New approach in catalyst design for electrochemical energy conversion

“The results confirmed that nano-scale mass transfer channels, which can be in situ constructed during the catalyst synthesis, can boost the catalytic activity of the catalyst although the active sites in the catalyst was decreased”Weiwei Cai

Researchers from the China University of Geosciences in Wuhan, China, with colleagues from Liaocheng University and Chongqing University of Arts and Sciences, have designed a strategy for facile selectively etching to ensure in situ adjusting of the mass transfer structure of a cobalt-iron (CoFe) catalyst for both oxygen reduction reaction (ORR) and oxygen evolution reaction (OER). The graphene-encapsulated CoFe nanoclusters with relatively few graphene layers were etched to form hollow graphene cages and acted as mass transfer channels during electrocatalytic processes.

As reported in the journal Materials Today Energy [Wu et al. Mater. Today Energy (2020) DOI: 10.1016/j.mtener.2020.100438], CoFe encapsulated in a graphene cage was found to be highly active as a bi-functional catalyst, and that this mass transfer structure would have a major impact on the performance of zinc-air batteries (ZAB), which also exhibited three times the power density of noble metal catalysts. In addition, this metal-air battery could be a useful secondary battery technology due to its significant energy density.

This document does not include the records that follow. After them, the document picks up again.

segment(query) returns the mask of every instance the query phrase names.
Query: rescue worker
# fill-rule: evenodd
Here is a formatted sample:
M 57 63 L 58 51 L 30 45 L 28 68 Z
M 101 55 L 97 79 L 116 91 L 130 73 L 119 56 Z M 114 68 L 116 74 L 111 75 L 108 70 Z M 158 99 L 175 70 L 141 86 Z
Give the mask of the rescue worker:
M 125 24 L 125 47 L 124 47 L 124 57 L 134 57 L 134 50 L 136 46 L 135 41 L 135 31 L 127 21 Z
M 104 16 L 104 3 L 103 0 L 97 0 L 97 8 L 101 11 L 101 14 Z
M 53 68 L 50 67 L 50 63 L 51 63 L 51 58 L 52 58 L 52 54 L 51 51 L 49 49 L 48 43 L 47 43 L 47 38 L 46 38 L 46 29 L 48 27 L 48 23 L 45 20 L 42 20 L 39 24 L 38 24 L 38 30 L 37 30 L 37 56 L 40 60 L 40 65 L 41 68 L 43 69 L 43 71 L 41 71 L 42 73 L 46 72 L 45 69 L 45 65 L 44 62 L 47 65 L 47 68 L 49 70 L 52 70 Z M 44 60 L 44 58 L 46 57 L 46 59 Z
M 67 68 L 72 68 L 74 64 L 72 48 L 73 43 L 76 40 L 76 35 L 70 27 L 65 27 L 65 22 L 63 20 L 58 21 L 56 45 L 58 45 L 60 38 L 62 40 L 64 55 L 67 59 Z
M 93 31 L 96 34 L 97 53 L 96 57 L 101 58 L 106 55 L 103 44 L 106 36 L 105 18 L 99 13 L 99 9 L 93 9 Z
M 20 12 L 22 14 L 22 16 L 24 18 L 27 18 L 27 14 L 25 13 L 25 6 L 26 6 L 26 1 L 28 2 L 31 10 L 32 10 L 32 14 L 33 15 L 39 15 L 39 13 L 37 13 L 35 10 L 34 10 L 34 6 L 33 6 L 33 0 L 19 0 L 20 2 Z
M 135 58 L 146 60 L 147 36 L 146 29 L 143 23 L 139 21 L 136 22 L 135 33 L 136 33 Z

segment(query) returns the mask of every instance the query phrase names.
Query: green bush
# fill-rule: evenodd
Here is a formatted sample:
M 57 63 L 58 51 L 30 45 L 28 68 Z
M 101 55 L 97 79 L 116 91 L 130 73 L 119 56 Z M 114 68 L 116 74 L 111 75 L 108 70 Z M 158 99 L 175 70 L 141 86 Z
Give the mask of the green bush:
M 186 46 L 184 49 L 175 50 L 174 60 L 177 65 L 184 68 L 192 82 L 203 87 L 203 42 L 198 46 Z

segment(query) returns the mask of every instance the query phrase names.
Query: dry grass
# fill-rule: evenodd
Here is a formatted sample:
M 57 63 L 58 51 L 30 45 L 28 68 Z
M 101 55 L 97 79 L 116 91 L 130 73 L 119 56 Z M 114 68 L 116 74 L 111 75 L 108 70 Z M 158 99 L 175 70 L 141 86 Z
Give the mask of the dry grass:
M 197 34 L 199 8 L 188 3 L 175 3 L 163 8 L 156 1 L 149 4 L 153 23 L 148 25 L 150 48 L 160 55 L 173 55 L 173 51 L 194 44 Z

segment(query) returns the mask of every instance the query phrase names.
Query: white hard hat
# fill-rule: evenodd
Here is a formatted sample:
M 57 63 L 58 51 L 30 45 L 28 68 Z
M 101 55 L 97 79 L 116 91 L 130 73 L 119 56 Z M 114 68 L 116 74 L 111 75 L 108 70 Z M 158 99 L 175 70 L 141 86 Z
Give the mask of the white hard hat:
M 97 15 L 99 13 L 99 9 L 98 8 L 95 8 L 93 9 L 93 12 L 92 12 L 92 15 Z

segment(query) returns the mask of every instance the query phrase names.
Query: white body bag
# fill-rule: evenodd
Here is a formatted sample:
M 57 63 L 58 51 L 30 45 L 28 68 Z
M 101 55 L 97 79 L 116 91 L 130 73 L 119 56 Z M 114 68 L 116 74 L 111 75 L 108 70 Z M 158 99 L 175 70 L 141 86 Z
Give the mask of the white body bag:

In electrochemical energy conversion, mass transfer structure design has usually been conducted during fabrication of the electrode. However, by adjusting the acidic treatment condition, CoFe nanoclusters with relatively few graphene layers coated were selectively etched to form hollow graphene cages. These nanoclusters acted as catalytic active sites while the graphene cages acted as mass transfer channels during the ORR/OER processes.

Since the performance of energy conversion devices such as metal-air batteries, electrolyzed water and fuel cells are affected not only by catalyst activity but also the mass transfer structure of the electrodes, the team wanted to optimize the mass transfer structure in nano-scale during the catalyst design.

A problem with such catalysts used in the air-electrode, however, is that ZABs can underperform in terms of both power density and stability, so these new cost-effective catalysts with carbon-based materials offer the most promising electrocatalytic performance. As team leader Weiwei Cai said, “The results confirmed that nano-scale mass transfer channels, which can be in situ constructed during the catalyst synthesis, can boost the catalytic activity of the catalyst although the active sites in the catalyst was decreased”.

The team now hopes to demonstrate how hierarchical mass transfer channels can be designed and fabricated during the catalyst design to combine with the micro-scale mass transfer channels, which can be controllably designed during the electrode fabrication. They also hope to improve the power density and stability by exploring other active sites than CoFe for the bi-functional catalyst development with facilely constructed mass transfer structure.